Introduction

DataYoga is a framework for building and running streaming or batch data pipelines. The DataYoga CLI helps define and deploy data pipelines using a declarative markup language using YAML files.

DataYoga Overview

DataYoga runs Transformation Jobs that read or react to incoming data. Each Transformation Job contains a series of Transformation Steps. Steps can produce data, transform data, or output data to external sources.

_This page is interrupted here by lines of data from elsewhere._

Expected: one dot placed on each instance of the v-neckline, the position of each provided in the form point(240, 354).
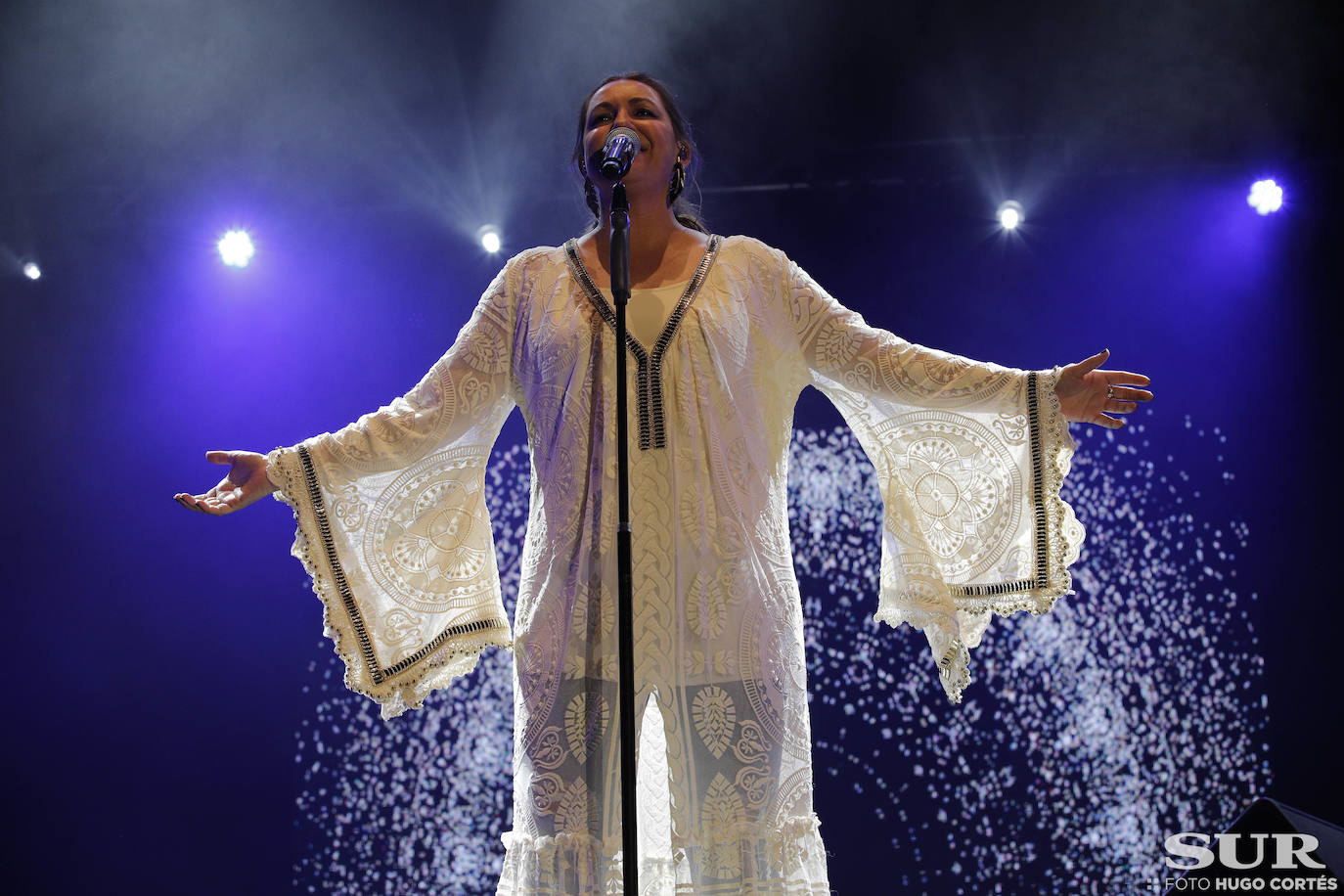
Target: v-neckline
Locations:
point(604, 306)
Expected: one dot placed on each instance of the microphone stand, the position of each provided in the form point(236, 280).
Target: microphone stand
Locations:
point(620, 265)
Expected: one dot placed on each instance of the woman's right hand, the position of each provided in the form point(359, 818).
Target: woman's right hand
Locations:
point(245, 482)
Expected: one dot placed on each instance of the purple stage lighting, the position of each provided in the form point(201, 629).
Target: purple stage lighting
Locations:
point(1265, 197)
point(236, 248)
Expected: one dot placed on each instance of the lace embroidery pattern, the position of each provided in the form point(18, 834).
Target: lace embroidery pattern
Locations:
point(650, 364)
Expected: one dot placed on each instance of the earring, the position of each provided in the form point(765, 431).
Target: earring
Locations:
point(676, 183)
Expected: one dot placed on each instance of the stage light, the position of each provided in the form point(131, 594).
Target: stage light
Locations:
point(1265, 197)
point(236, 248)
point(489, 237)
point(1010, 215)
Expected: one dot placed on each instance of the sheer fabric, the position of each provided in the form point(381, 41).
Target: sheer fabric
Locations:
point(392, 527)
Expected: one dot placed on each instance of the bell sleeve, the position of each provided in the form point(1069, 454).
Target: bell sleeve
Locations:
point(391, 518)
point(969, 458)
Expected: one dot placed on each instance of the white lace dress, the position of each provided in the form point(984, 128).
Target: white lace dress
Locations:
point(394, 529)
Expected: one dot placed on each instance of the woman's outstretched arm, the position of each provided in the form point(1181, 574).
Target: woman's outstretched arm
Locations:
point(245, 484)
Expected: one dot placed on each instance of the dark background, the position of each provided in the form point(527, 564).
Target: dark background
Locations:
point(157, 658)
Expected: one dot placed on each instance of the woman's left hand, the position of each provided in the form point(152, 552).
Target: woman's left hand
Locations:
point(1088, 394)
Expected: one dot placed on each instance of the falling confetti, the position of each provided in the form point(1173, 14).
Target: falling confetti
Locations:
point(1132, 711)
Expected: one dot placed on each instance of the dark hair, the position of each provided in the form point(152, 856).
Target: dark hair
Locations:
point(686, 211)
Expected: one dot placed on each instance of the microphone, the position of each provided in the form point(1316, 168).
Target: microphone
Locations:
point(621, 147)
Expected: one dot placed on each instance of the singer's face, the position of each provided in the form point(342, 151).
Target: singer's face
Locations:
point(631, 104)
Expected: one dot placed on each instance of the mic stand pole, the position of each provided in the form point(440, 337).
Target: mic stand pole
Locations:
point(620, 263)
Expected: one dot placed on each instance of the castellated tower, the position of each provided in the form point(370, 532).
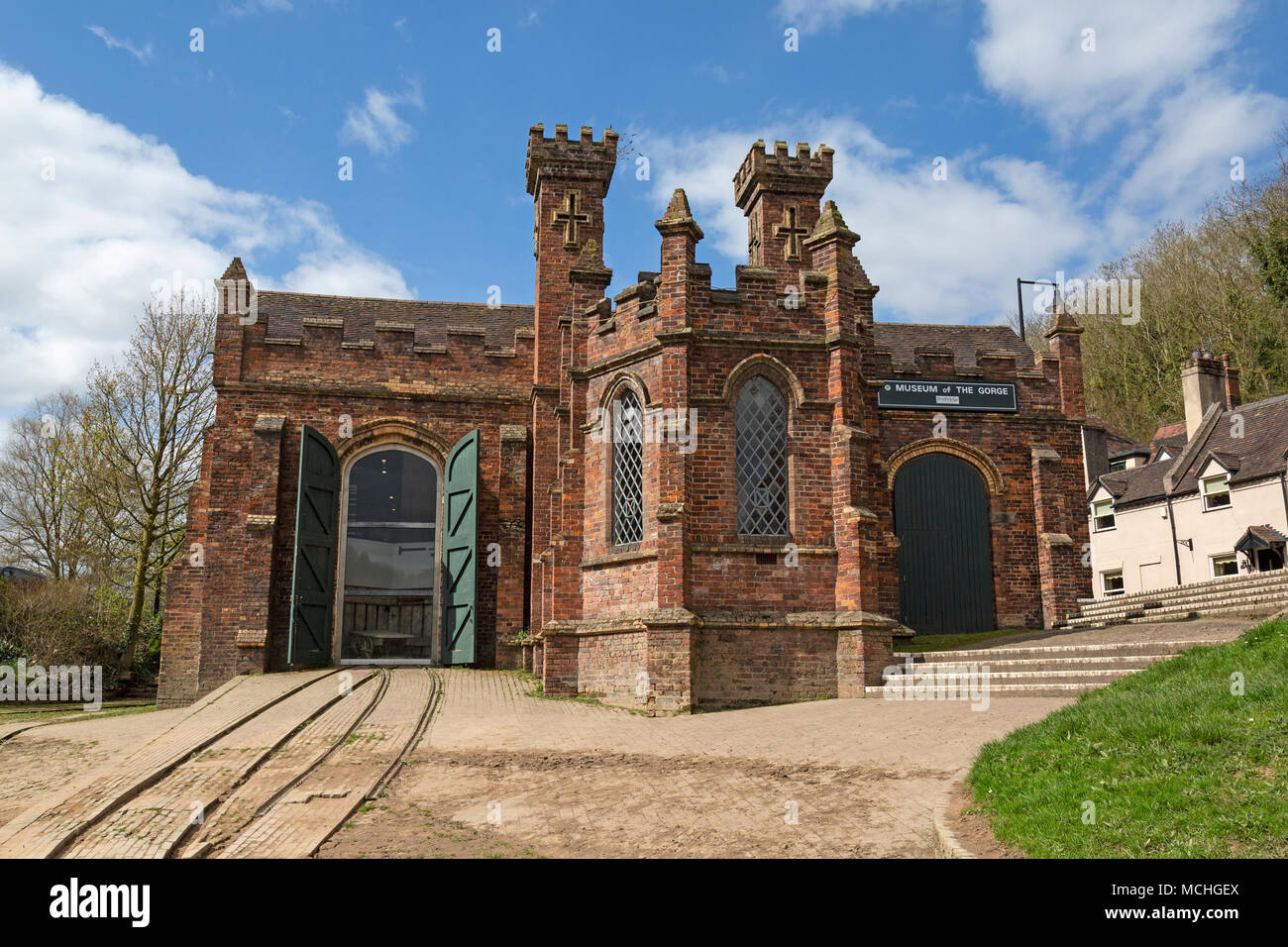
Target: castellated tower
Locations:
point(568, 180)
point(780, 193)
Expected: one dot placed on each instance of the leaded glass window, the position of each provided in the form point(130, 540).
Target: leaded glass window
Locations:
point(761, 442)
point(627, 470)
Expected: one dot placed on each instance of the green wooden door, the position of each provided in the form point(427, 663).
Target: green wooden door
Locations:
point(460, 549)
point(317, 525)
point(945, 564)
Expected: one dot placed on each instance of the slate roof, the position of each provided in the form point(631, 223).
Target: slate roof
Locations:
point(1260, 538)
point(1116, 441)
point(1257, 455)
point(286, 312)
point(903, 338)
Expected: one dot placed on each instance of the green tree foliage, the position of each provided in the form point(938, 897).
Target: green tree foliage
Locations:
point(1218, 285)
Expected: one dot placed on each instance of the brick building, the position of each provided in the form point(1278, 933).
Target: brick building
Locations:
point(681, 495)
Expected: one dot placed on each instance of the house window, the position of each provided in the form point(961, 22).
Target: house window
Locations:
point(760, 420)
point(627, 470)
point(1225, 565)
point(1216, 491)
point(1103, 513)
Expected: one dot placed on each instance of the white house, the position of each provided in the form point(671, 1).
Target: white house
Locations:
point(1211, 505)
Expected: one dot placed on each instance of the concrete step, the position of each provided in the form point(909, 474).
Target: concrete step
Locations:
point(1001, 690)
point(1050, 651)
point(1073, 676)
point(1198, 600)
point(1250, 607)
point(1093, 663)
point(1194, 591)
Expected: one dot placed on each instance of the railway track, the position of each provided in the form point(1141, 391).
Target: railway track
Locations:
point(267, 766)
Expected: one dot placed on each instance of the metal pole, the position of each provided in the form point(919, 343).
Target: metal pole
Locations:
point(1019, 300)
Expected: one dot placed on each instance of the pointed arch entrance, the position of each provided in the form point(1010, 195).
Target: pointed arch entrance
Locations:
point(945, 565)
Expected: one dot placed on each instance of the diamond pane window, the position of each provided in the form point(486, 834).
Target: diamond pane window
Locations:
point(761, 442)
point(627, 471)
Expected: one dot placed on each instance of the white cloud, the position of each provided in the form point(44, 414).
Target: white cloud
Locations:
point(944, 252)
point(1033, 54)
point(80, 253)
point(252, 8)
point(811, 16)
point(376, 123)
point(143, 55)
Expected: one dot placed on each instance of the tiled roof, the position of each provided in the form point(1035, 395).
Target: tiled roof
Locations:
point(1252, 451)
point(1260, 538)
point(1116, 441)
point(286, 312)
point(903, 338)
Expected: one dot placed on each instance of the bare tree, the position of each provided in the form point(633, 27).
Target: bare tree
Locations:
point(145, 420)
point(44, 509)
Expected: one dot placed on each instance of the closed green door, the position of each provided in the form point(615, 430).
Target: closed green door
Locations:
point(945, 564)
point(460, 551)
point(317, 518)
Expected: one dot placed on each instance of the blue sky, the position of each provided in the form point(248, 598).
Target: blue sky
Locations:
point(168, 159)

For example, a Step can read data from a Kafka source, or add a calculated field, or enrich data using a Twitter API. A Step can perform NLP analysis on text to identify sentiment using an AI model, or write data to a data lake on S3 in Parquet format.

Each Transformation Step uses a Processor Block that can perform a wide variety of actions.

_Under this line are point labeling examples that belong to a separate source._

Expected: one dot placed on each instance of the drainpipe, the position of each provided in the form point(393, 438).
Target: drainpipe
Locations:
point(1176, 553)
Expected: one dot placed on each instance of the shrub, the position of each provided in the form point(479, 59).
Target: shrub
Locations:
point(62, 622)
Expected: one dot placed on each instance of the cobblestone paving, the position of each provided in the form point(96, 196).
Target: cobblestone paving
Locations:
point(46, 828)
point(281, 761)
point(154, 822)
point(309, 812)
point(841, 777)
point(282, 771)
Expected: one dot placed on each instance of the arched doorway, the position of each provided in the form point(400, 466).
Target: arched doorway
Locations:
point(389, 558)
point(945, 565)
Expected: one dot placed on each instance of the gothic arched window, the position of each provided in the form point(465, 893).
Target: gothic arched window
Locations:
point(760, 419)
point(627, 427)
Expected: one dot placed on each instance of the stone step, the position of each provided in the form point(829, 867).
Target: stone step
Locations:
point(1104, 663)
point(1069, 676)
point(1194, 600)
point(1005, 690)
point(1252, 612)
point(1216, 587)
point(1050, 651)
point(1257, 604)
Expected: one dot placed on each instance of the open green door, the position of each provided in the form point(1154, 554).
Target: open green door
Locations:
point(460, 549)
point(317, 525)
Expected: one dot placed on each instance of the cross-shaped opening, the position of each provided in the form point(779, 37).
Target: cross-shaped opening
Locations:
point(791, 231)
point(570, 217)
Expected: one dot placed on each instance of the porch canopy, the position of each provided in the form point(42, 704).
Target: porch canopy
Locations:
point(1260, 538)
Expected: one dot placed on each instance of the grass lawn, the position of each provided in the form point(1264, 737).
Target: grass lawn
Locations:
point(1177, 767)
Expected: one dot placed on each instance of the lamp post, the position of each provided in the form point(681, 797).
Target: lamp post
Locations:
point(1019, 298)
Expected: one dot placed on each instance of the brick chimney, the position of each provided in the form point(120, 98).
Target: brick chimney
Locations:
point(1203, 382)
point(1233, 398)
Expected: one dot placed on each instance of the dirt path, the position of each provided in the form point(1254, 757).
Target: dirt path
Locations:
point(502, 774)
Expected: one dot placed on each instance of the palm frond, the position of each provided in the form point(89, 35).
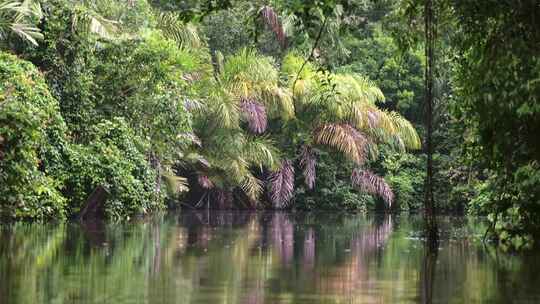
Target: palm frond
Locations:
point(89, 21)
point(346, 139)
point(172, 27)
point(405, 132)
point(205, 182)
point(253, 187)
point(176, 184)
point(308, 161)
point(18, 17)
point(373, 184)
point(282, 185)
point(255, 115)
point(261, 152)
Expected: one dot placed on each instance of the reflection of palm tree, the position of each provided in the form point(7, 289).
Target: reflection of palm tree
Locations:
point(282, 236)
point(345, 278)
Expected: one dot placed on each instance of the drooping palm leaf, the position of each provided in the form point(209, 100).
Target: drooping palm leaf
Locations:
point(308, 161)
point(371, 183)
point(282, 185)
point(346, 139)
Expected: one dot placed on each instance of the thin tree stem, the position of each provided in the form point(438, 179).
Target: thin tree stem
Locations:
point(317, 39)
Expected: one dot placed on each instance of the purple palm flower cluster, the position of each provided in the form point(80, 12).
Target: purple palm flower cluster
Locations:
point(282, 185)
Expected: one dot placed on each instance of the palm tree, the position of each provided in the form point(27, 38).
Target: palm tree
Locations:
point(339, 111)
point(230, 154)
point(237, 147)
point(19, 17)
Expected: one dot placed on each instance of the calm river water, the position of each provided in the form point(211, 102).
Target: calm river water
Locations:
point(254, 258)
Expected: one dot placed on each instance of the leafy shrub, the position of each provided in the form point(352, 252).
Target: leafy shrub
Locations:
point(32, 139)
point(113, 159)
point(513, 208)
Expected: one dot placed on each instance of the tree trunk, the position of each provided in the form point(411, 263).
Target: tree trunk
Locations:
point(429, 46)
point(94, 204)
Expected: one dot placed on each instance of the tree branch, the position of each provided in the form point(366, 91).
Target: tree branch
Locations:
point(319, 35)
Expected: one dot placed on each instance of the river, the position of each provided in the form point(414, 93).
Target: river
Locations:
point(260, 257)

DataYoga provides a collection of Blocks that can:

Read and write from relational and non relational databases
Read, write, and parse data from local storage and cloud storage
Perform transformations, modify structure, add computed fields, rename fields, or remove fields
Enrich data from external sources and APIs

DataYoga provides a standalone stream processing engine, the DataYoga Runtime that validates and run Transformation Jobs. The Runtime provides:

Validation
Error handling
Metrics and observability
Credentials management

The Runtime supports multiple stream processing strategies including:

Stream processing
Parallelism
Buffering
Rate limit

It supports both async processing, multi-threading, and multi-processing to enable maximum throughput with a low footprint.